The magic of a table or two is we can fit extra biomarkers people want even if there isn’t space in the main text. Also, where strengths or weaknesses are shared, it will cut down on words.
I’d define a biomarker as a measurable phenotype that correlates positively or negatively with a specific biological function or failure thereof. So both terms of risk factors and health factors. I would define a “good” biomarkers as having the following characteristics: 1) Robust dynamic range of predictive power, 2) Strong predictive power, 3) Strong correlation with the biological function, 4) Easy to measure in humans and 5) Low cost to measure.
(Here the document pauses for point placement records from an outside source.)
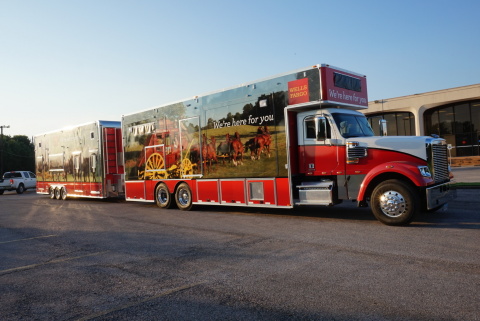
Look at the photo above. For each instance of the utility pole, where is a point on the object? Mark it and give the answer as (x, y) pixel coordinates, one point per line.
(1, 147)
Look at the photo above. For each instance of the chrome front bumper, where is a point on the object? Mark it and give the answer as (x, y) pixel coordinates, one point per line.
(439, 195)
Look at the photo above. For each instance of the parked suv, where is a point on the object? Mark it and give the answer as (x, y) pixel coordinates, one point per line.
(18, 180)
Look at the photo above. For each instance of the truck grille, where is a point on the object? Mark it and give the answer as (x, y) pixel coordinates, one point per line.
(440, 162)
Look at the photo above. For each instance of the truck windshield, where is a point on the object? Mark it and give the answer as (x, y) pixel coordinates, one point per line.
(352, 126)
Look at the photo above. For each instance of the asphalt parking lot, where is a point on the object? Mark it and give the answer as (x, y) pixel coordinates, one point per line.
(116, 260)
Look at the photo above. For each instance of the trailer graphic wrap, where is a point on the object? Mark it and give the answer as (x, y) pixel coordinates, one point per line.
(204, 139)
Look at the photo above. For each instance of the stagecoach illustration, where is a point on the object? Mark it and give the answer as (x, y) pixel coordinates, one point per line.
(171, 150)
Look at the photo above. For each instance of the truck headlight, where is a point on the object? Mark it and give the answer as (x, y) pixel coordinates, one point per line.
(425, 171)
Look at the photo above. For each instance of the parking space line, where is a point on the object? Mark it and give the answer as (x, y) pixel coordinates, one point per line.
(126, 306)
(20, 268)
(30, 238)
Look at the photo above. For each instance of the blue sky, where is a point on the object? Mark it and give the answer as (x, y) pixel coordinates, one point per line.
(70, 62)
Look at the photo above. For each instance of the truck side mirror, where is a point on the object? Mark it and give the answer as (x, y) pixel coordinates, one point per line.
(383, 127)
(322, 128)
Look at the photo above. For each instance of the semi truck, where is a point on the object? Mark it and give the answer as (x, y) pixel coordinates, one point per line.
(81, 161)
(295, 139)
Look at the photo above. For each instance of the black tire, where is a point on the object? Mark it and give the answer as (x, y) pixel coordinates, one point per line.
(20, 189)
(57, 193)
(51, 193)
(183, 197)
(63, 193)
(163, 198)
(395, 202)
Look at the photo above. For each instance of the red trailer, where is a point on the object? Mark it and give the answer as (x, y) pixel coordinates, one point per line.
(290, 140)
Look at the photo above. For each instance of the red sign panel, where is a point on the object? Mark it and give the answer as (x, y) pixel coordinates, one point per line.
(298, 91)
(343, 87)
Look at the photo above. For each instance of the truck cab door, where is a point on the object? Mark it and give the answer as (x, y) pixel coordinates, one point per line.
(318, 156)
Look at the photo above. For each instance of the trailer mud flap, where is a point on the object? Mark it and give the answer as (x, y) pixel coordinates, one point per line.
(439, 195)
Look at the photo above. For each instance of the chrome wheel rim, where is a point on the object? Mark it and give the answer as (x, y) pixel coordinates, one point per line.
(393, 204)
(183, 197)
(162, 196)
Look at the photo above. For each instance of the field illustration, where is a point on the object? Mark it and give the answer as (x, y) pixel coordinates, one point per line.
(245, 138)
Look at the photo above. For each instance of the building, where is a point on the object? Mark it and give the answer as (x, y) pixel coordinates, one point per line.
(453, 114)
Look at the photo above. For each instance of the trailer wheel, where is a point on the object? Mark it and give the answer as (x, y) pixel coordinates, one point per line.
(20, 189)
(57, 193)
(51, 192)
(63, 193)
(183, 197)
(394, 202)
(163, 198)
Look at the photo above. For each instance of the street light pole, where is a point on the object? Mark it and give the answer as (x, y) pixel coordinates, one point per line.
(1, 146)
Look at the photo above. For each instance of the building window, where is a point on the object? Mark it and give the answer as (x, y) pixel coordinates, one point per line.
(398, 123)
(458, 124)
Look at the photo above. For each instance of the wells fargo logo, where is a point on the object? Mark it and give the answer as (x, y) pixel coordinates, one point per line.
(298, 91)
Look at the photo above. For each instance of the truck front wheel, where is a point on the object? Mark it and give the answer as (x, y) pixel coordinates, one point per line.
(394, 202)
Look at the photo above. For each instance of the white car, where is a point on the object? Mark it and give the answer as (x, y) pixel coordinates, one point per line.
(18, 180)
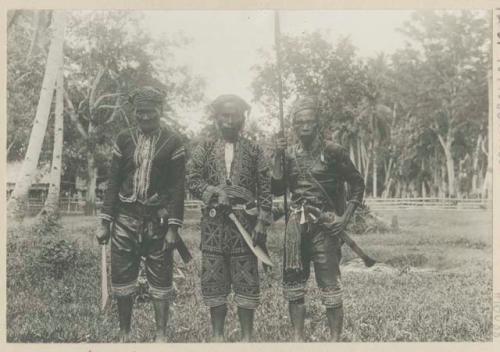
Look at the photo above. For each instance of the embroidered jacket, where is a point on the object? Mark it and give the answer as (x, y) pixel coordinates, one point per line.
(148, 169)
(331, 167)
(249, 177)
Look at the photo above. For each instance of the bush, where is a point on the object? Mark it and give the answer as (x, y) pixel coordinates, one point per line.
(58, 255)
(364, 221)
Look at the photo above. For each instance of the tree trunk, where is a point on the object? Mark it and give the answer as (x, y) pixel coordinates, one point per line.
(360, 164)
(488, 181)
(17, 202)
(476, 170)
(450, 164)
(90, 199)
(51, 206)
(374, 173)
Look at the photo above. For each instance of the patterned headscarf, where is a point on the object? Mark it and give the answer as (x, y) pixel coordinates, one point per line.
(147, 97)
(304, 103)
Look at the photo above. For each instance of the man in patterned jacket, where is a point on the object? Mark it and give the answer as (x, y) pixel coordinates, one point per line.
(317, 172)
(225, 173)
(145, 194)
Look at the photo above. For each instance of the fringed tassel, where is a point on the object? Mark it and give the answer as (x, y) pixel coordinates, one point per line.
(293, 260)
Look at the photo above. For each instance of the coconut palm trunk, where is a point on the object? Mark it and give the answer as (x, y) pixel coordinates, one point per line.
(17, 203)
(51, 206)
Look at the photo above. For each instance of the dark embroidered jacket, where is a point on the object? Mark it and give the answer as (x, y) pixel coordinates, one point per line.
(250, 177)
(331, 167)
(143, 166)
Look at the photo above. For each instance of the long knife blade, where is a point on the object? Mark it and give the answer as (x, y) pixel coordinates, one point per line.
(104, 278)
(258, 251)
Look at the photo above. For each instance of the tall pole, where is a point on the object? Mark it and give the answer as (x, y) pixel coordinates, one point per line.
(277, 44)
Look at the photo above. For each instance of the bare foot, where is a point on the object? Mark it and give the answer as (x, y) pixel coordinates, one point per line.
(161, 338)
(125, 337)
(217, 338)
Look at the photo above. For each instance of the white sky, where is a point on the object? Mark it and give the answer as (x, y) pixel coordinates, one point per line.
(225, 44)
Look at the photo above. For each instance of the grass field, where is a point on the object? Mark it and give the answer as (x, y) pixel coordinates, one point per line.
(434, 283)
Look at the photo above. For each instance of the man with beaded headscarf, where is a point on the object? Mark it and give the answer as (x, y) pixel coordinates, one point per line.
(317, 171)
(145, 194)
(227, 172)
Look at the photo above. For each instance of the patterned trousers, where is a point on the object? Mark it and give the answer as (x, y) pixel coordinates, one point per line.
(227, 262)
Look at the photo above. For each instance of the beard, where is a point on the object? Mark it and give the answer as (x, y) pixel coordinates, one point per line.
(149, 126)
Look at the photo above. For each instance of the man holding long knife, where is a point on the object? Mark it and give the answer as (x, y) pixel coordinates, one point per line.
(317, 172)
(145, 195)
(228, 172)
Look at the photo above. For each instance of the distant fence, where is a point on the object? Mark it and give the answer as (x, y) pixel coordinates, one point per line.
(427, 203)
(72, 206)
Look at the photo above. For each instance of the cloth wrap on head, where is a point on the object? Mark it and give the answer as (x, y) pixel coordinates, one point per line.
(221, 100)
(147, 97)
(303, 103)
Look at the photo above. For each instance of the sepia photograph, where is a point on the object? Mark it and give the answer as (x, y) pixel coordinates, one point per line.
(249, 176)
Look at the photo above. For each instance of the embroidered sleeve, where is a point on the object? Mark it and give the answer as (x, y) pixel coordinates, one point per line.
(115, 177)
(196, 175)
(348, 172)
(278, 184)
(264, 195)
(175, 175)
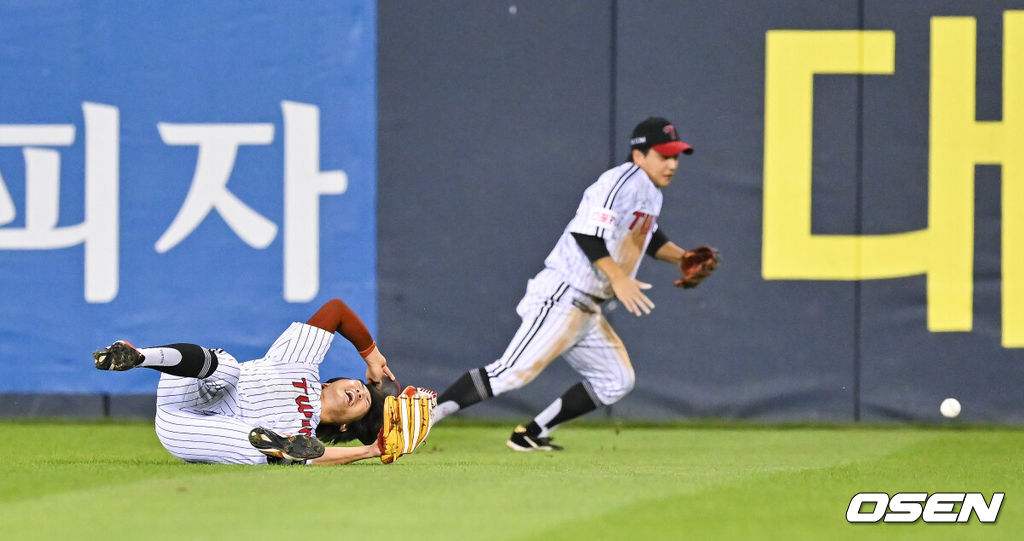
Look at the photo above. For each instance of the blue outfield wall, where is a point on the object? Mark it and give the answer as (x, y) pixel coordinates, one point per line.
(172, 173)
(180, 172)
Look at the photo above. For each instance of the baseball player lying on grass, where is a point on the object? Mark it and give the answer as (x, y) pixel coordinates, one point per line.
(210, 408)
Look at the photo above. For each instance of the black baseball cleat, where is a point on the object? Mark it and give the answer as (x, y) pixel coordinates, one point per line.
(119, 356)
(274, 446)
(520, 441)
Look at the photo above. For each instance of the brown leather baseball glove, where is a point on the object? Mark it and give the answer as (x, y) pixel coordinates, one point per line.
(407, 422)
(696, 265)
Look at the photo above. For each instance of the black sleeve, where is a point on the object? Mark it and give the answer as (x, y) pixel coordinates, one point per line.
(592, 246)
(657, 240)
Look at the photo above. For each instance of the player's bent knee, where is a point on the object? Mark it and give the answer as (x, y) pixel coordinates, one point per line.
(611, 394)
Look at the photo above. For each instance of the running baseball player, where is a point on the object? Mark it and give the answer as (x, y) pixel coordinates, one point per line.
(210, 408)
(595, 259)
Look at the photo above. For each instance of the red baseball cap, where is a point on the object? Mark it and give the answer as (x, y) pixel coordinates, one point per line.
(658, 133)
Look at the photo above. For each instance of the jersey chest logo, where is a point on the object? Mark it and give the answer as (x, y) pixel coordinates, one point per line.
(306, 409)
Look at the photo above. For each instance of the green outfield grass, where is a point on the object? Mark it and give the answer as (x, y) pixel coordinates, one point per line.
(113, 481)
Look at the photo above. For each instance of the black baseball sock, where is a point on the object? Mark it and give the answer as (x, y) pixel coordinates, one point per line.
(180, 360)
(579, 400)
(470, 388)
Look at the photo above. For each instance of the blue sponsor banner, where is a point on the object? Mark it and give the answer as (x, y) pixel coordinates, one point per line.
(177, 172)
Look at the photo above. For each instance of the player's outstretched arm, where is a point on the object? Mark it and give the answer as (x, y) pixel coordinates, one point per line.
(627, 290)
(336, 456)
(335, 316)
(377, 367)
(670, 252)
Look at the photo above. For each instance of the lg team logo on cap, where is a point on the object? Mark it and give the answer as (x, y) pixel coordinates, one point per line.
(911, 506)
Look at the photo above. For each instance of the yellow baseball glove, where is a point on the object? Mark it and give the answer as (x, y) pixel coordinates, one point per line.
(407, 422)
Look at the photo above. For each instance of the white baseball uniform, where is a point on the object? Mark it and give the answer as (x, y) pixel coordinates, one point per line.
(561, 310)
(209, 420)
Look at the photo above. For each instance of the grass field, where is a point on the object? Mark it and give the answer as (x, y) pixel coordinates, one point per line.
(114, 481)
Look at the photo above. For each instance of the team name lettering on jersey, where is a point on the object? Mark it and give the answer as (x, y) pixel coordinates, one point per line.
(302, 401)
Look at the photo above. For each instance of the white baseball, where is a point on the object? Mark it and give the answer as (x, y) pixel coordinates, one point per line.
(949, 408)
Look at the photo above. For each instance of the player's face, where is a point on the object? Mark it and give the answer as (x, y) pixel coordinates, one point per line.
(658, 167)
(348, 399)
A robust dynamic range means there is a big difference with minimal overlap between a positive result and a negative result. Consider the difference between two populations, on a scale of 1-200. In the first scale, the populations have an average of 38 and 40, respectively. With a giant population size, there could be a correlation with longevity there. But it sucks, as there’s likely tons of overlap. Better to have the average be 30 vs 100. A second aspect of dynamic range is the age range over which the biomarker is useful.
A strong predictive power means the biomarker works well. To work well, the biomarker is hard to manipulate without also altering the phenotype (ie longevity). For example, grip strength. If grip strength is a proxy for general sarcopenia, training only grip strength might improve the biomarker without improving lifespan. Also, predictive power includes the odds ratio. For example, if people with the biomarker are 1.2x more likely to die sooner, that’s not very strong. If they’re 10x more likely, way more useful. Instead of odds-ratios, some might use age-adjusted years, which I think Savva calls QALYs.
However, a strong correlation is also needed. If that 10x difference has a p value (likelihood of being false on 0-1 scale) of 0.06 vs the 1.2x having a p value of 0.00001, that means the 10x might be less reliable. Similarly, if the correlation coefficient is lower, it may not be as useful.
Easy to measure means biomarkers should be assays that are quantifiable, have minimal operator-bias, and can be performed with minimal training. Things like blood draws and standard assays, VO2max, and grip strength vs MRIs, cognition tests, spinal taps.
Cost includes dollar amount per test, specialized equipment needed for the test, time to perform, and time to analyze. If a blood test performs equally to an MRI, the blood test is superior.
I think for this review, discussion of interventions should be avoided when possible. Instead, the focus is on ‘how well and under what circumstances do these biomarkers correlate with longevity, and what are the weaknesses of these biomarkers?’